The growth of the lithium market reflects growing optimism about filling the automotive market with mass-produced electric cars, as well as growing hopes to stimulate the global economy and a green future for our planet.
The lithium market is starting to stabilize after a 3-year recession caused by an oversupply of raw materials due to new deposits for the extraction of this raw material. In particular, shares of Australia's Pilbara Minerals, one of the world's largest producers of material, fell.
The rise in sales of electric vehicles drove up prices for battery raw materials, pushing up stocks in mining companies. The shares of Albemarle Corporation, one of the largest producers, rose 1.5 times, while Australia's Pilbara Minerals doubled.
At the same time, prices for lithium carbonate, a processed raw material used in the production of batteries, rose 1% in the Chinese market.

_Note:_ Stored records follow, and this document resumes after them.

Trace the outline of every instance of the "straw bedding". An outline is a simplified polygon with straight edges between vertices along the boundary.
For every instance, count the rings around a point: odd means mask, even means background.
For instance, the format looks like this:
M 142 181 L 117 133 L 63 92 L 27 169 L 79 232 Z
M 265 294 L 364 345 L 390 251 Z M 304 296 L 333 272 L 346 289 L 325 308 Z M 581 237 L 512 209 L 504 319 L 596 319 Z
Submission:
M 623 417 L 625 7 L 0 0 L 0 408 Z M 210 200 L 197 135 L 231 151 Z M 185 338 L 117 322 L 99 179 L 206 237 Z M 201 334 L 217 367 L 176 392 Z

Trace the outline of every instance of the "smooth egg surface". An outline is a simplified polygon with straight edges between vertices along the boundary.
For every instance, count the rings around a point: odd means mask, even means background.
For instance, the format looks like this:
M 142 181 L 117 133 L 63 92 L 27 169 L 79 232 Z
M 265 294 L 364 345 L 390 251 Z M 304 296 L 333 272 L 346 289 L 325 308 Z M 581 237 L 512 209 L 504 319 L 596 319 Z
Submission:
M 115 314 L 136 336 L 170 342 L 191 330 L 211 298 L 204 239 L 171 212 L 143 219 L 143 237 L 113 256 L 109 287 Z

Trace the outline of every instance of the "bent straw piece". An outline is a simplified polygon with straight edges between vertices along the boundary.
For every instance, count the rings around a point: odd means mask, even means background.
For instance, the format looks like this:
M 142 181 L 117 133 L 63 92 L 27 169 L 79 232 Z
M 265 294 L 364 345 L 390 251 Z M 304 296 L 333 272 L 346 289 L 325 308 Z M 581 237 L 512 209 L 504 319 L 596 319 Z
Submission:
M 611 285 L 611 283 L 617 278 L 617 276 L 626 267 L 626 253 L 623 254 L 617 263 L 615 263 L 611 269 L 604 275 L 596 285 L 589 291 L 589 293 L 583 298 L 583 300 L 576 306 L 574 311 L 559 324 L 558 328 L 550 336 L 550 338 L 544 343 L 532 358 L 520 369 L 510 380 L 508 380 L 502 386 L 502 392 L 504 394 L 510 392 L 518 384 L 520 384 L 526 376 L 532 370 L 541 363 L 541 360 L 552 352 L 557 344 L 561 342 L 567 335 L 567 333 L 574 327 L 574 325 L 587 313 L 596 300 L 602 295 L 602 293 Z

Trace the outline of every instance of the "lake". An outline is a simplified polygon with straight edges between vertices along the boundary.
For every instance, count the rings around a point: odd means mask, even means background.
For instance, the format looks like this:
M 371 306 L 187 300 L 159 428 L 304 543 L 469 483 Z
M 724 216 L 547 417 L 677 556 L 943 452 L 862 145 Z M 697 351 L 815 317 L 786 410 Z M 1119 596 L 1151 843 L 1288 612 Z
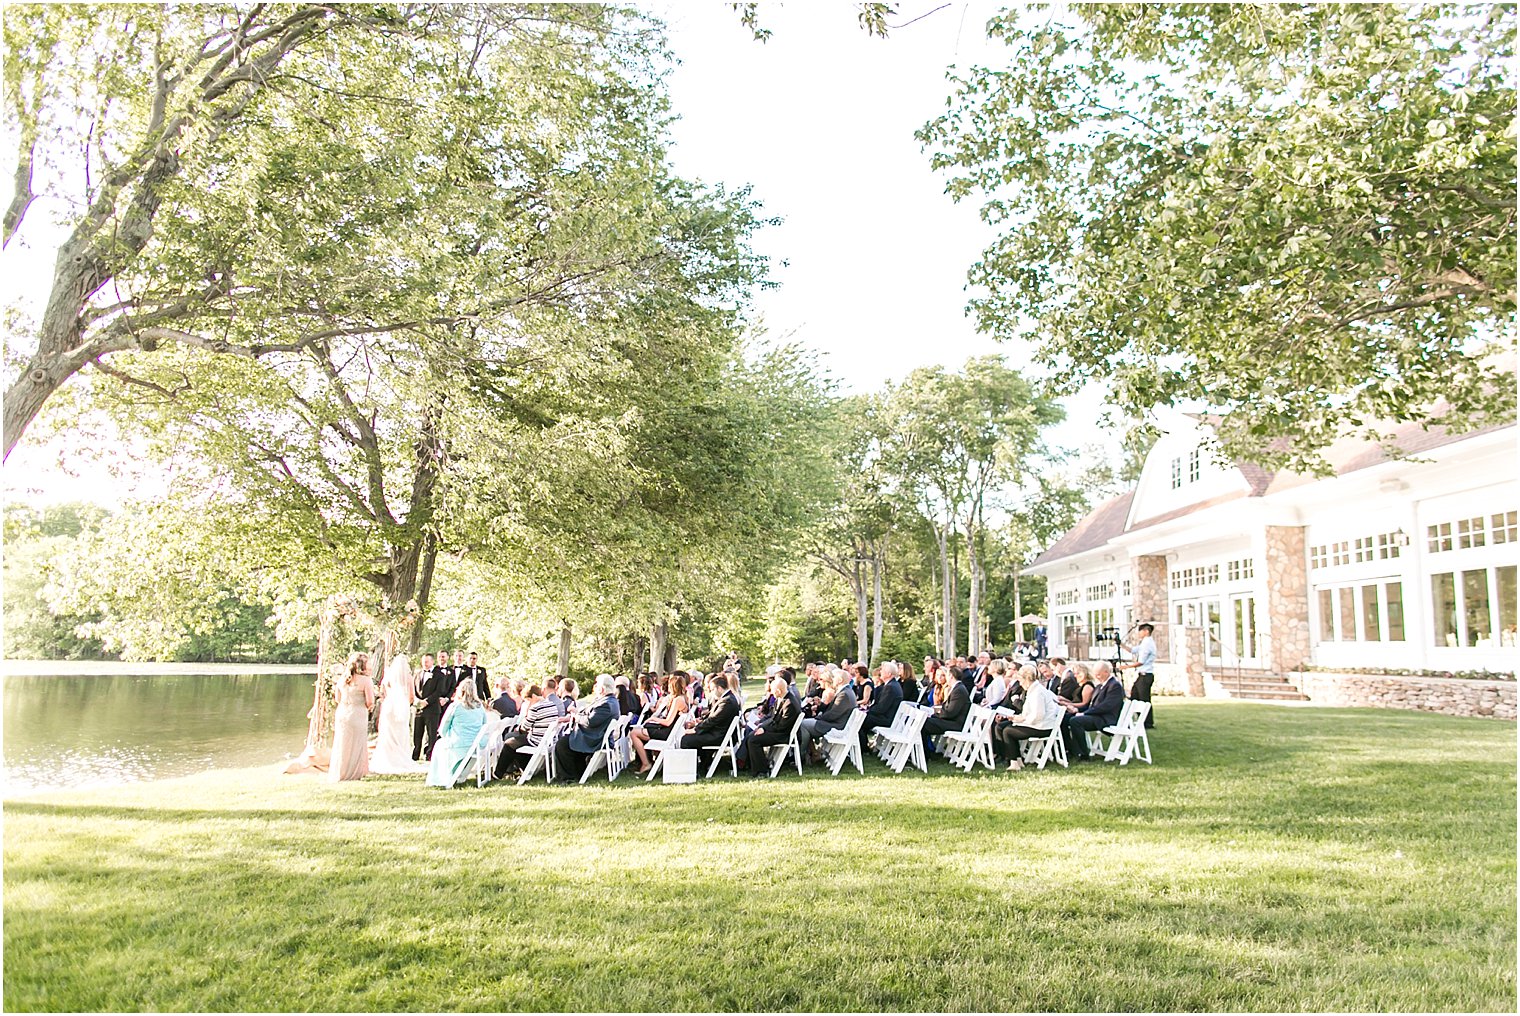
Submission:
M 273 764 L 300 754 L 311 692 L 309 670 L 7 674 L 5 791 Z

The executive director of Ganfeng Lithium of the Chinese lithium maker said that the rise in lithium prices was driven not only by the rise in sales of electric vehicles, but also by the rise in sales of laptops and other electronics, fueled by the covid-19 pandemic and the need to work from home.

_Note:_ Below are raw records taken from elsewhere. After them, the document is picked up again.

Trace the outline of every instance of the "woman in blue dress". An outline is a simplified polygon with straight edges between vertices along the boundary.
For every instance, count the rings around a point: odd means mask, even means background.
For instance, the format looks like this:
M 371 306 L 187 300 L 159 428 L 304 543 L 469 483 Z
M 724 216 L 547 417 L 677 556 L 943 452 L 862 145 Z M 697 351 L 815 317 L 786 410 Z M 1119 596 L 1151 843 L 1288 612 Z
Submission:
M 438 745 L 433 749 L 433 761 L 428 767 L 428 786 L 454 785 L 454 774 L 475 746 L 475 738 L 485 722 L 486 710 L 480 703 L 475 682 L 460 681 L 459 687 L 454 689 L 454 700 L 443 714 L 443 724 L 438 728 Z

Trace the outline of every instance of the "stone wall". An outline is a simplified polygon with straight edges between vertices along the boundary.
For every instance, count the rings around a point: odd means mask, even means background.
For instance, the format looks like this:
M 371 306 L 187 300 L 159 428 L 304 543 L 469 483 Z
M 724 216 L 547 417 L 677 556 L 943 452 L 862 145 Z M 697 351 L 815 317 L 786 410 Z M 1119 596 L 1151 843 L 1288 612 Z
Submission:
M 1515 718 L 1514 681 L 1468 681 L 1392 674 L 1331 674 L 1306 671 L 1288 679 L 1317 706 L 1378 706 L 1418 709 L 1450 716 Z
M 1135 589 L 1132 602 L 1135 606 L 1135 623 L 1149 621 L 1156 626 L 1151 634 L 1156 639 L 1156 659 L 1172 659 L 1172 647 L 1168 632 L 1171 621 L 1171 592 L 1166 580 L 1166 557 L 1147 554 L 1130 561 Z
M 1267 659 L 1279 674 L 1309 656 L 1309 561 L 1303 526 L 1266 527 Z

The growth in the lithium sector has also been supported by "the most exciting story of 2020", a 600 percent rally in Tesla, whose batteries are made of lithium material.
According to analysts, this year the demand for hybrid and electric vehicles has already grown by 30% and further growth of this segment of cars is predicted. It is expected that the European market and the Chinese market for electric cars will share, which has been helped by France and Germany with subsidies.
Currently, the lithium mining industry has not yet fully recovered from a 3-year decline, and without a larger increase in the price of lithium, it will not be able to expand and meet the growing demand for raw materials.